Wet van 19 december 1996 tot wijziging van de Wet op de Geneesmiddelenvoorziening (adviesorganen)

Wij Beatrix, bij de gratie Gods, Koningin der Nederlanden, Prinses van Oranje-Nassau, enz. enz. enz.

Allen, die deze zullen zien of horen lezen, saluut! doen te weten:

Alzo Wij in overweging genomen hebben, dat het gewenst is de positie en taken van de in de Wet op de Geneesmiddelenvoorziening genoemde adviesorganen te heroverwegen in het licht van het rapport Raad op Maat, alsmede in het licht van hetgeen in Richtlijn 92/26/EEG van de Raad van de Europese Gemeenschappen betreffende de indeling van geneesmiddelen voor menselijk gebruik (PbEG L 113), inzonderheid artikel 2, eerste lid, daarvan, is geregeld ten aanzien van de afleverstatus van geneesmiddelen;

Zo is het, dat Wij, de Raad van State gehoord, en met gemeen overleg der Staten-Generaal, hebben goedgevonden en verstaan, gelijk Wij goedvinden en verstaan bij deze:

ARTIKEL I

De >Wet op de Geneesmiddelenvoorziening1 wordt als volgt gewijzigd:

A

Het derde lid van artikel 4 wordt als volgt gewijzigd:

a. de eerste volzin wordt vervangen door:

Het College ter beoordeling van geneesmiddelen, genoemd in artikel 29, eerste lid, besluit bij de inschrijving in het in artikel 3, eerste lid, bedoelde register tevens, welke geneesmiddelen, indien het belang van de volksgezondheid zulks vordert, uitsluitend door de in het eerste lid, onder a, bedoelde personen, en uitsluitend op recept mogen worden afgeleverd. Bij ministeriële regeling worden de criteria vastgesteld die door het College bij het besluit in acht worden genomen. Tevens wordt bij ministeriële regeling bepaald in welke bijzondere omstandigheden een geneesmiddel waarop de eerste volzin toepassing heeft gevonden, zonder recept kan worden afgeleverd. Van het besluit van het College wordt mededeling gedaan in de Staatscourant.

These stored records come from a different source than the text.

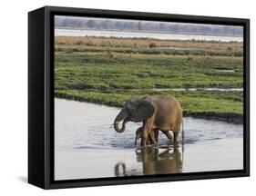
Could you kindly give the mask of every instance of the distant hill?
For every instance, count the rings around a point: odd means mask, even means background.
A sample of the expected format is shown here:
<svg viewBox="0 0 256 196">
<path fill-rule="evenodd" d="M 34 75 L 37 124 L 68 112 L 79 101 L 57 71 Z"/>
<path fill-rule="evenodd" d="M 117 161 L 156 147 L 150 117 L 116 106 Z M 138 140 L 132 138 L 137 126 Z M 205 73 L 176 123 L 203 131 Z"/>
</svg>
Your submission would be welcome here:
<svg viewBox="0 0 256 196">
<path fill-rule="evenodd" d="M 56 28 L 142 31 L 169 34 L 190 34 L 222 36 L 243 36 L 242 26 L 195 24 L 121 19 L 56 16 Z"/>
</svg>

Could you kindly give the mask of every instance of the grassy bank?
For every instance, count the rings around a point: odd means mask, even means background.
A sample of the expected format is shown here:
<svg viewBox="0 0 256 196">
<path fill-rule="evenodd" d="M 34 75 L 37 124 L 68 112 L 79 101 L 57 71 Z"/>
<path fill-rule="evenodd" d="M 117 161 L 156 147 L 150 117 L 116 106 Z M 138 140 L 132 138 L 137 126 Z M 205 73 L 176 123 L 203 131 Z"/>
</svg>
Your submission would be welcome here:
<svg viewBox="0 0 256 196">
<path fill-rule="evenodd" d="M 157 91 L 242 87 L 241 43 L 57 37 L 55 47 L 56 97 L 121 107 L 171 94 L 186 115 L 242 118 L 242 92 Z"/>
</svg>

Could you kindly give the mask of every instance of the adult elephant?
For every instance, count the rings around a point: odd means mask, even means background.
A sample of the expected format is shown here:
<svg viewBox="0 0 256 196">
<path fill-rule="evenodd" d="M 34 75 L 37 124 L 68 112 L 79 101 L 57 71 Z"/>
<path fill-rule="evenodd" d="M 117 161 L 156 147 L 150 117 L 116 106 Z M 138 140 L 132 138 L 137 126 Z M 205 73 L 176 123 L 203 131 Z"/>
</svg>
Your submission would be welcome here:
<svg viewBox="0 0 256 196">
<path fill-rule="evenodd" d="M 119 122 L 123 121 L 121 129 Z M 181 123 L 183 122 L 182 109 L 173 96 L 153 96 L 134 98 L 127 102 L 114 121 L 114 128 L 123 132 L 127 122 L 142 122 L 141 146 L 145 146 L 148 137 L 157 143 L 151 130 L 162 132 L 173 131 L 174 142 L 177 142 Z M 182 132 L 183 139 L 183 132 Z"/>
</svg>

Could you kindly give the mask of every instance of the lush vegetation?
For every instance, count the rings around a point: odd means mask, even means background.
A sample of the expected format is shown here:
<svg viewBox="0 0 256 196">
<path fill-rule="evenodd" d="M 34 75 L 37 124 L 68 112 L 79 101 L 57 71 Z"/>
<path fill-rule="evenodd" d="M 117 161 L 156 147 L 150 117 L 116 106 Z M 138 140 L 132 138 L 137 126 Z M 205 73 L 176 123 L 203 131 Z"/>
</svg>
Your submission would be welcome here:
<svg viewBox="0 0 256 196">
<path fill-rule="evenodd" d="M 56 37 L 55 47 L 57 97 L 121 107 L 171 94 L 186 115 L 242 117 L 242 92 L 204 90 L 242 87 L 242 43 Z"/>
</svg>

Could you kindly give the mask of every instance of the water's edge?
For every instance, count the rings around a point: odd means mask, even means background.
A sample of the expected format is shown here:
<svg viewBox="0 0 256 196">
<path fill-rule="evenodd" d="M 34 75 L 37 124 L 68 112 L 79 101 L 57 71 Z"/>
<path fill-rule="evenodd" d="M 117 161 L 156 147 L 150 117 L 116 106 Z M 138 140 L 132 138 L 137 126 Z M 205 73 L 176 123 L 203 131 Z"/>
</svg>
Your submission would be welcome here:
<svg viewBox="0 0 256 196">
<path fill-rule="evenodd" d="M 81 103 L 97 103 L 100 105 L 106 105 L 110 107 L 118 107 L 118 105 L 110 105 L 110 104 L 103 104 L 102 103 L 92 101 L 92 100 L 85 100 L 81 97 L 61 94 L 61 93 L 55 93 L 55 98 L 58 99 L 66 99 L 66 100 L 73 100 Z M 206 120 L 216 120 L 216 121 L 223 121 L 231 123 L 243 123 L 243 115 L 239 113 L 187 113 L 183 112 L 184 117 L 194 117 L 200 119 L 206 119 Z"/>
</svg>

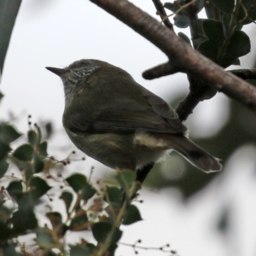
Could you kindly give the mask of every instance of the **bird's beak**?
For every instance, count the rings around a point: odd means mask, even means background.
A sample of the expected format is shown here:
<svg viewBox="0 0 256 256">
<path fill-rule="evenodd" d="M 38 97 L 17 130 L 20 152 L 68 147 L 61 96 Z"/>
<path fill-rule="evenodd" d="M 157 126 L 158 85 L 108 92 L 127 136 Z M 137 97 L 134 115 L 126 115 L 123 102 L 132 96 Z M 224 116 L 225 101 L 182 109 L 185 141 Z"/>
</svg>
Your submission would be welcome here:
<svg viewBox="0 0 256 256">
<path fill-rule="evenodd" d="M 57 67 L 46 67 L 45 68 L 54 73 L 59 77 L 61 77 L 63 73 L 67 72 L 65 68 L 57 68 Z"/>
</svg>

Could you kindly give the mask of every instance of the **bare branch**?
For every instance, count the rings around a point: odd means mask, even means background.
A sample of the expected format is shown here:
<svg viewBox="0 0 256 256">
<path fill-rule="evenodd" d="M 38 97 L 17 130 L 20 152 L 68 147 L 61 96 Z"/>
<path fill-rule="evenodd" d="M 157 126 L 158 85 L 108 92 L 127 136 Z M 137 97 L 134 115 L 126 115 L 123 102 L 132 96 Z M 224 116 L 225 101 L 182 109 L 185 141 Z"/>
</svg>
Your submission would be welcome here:
<svg viewBox="0 0 256 256">
<path fill-rule="evenodd" d="M 169 27 L 171 30 L 173 31 L 173 25 L 171 23 L 170 20 L 167 17 L 167 14 L 165 10 L 165 8 L 163 7 L 163 4 L 160 0 L 152 0 L 156 10 L 158 11 L 160 16 L 161 17 L 161 20 L 163 23 Z"/>
<path fill-rule="evenodd" d="M 152 80 L 179 72 L 176 67 L 172 66 L 169 62 L 160 64 L 143 73 L 143 77 L 145 79 Z"/>
<path fill-rule="evenodd" d="M 256 68 L 228 70 L 228 72 L 233 73 L 234 75 L 243 80 L 256 79 Z"/>
<path fill-rule="evenodd" d="M 175 33 L 126 0 L 90 0 L 161 49 L 175 67 L 236 99 L 256 113 L 256 89 L 193 49 Z"/>
</svg>

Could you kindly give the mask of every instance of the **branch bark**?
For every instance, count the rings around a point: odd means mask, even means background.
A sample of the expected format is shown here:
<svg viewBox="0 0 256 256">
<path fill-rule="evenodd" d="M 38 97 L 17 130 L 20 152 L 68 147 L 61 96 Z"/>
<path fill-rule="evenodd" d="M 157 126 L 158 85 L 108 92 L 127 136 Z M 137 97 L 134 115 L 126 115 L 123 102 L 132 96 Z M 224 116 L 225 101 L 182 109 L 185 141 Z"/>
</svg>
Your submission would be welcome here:
<svg viewBox="0 0 256 256">
<path fill-rule="evenodd" d="M 90 0 L 161 49 L 172 65 L 203 79 L 256 113 L 256 89 L 193 49 L 175 33 L 126 0 Z"/>
</svg>

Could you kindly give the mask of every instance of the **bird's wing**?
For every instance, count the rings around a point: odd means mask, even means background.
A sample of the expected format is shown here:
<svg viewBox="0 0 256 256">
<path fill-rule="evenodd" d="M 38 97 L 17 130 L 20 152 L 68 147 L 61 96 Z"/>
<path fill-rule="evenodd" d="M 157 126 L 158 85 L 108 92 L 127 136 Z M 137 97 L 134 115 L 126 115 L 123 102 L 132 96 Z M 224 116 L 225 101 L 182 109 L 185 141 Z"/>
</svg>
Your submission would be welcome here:
<svg viewBox="0 0 256 256">
<path fill-rule="evenodd" d="M 152 133 L 184 133 L 185 126 L 177 114 L 160 97 L 143 86 L 137 94 L 129 97 L 115 95 L 105 102 L 87 100 L 73 101 L 72 113 L 64 113 L 64 126 L 77 132 L 135 132 L 137 130 Z M 125 94 L 123 94 L 123 96 Z M 66 117 L 65 117 L 66 116 Z"/>
</svg>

Ieder jaar zendt het College aan Onze Minister naar de stand per 1 april van dat jaar een lijst van alle geneesmiddelen waarop de eerste volzin toepassing heeft gevonden.

b. in de tweede volzin vervalt «b en», en wordt «in die artikel-onderdelen» vervangen door: in dat artikel-onderdeel.

B

Artikel 6, achtste lid, vervalt.

C

Artikel 27 vervalt.

D

Artikel 28 wordt als volgt gewijzigd:

1. Het derde lid vervalt.

2. Het vierde en vijfde lid worden vernummerd tot derde en vierde lid.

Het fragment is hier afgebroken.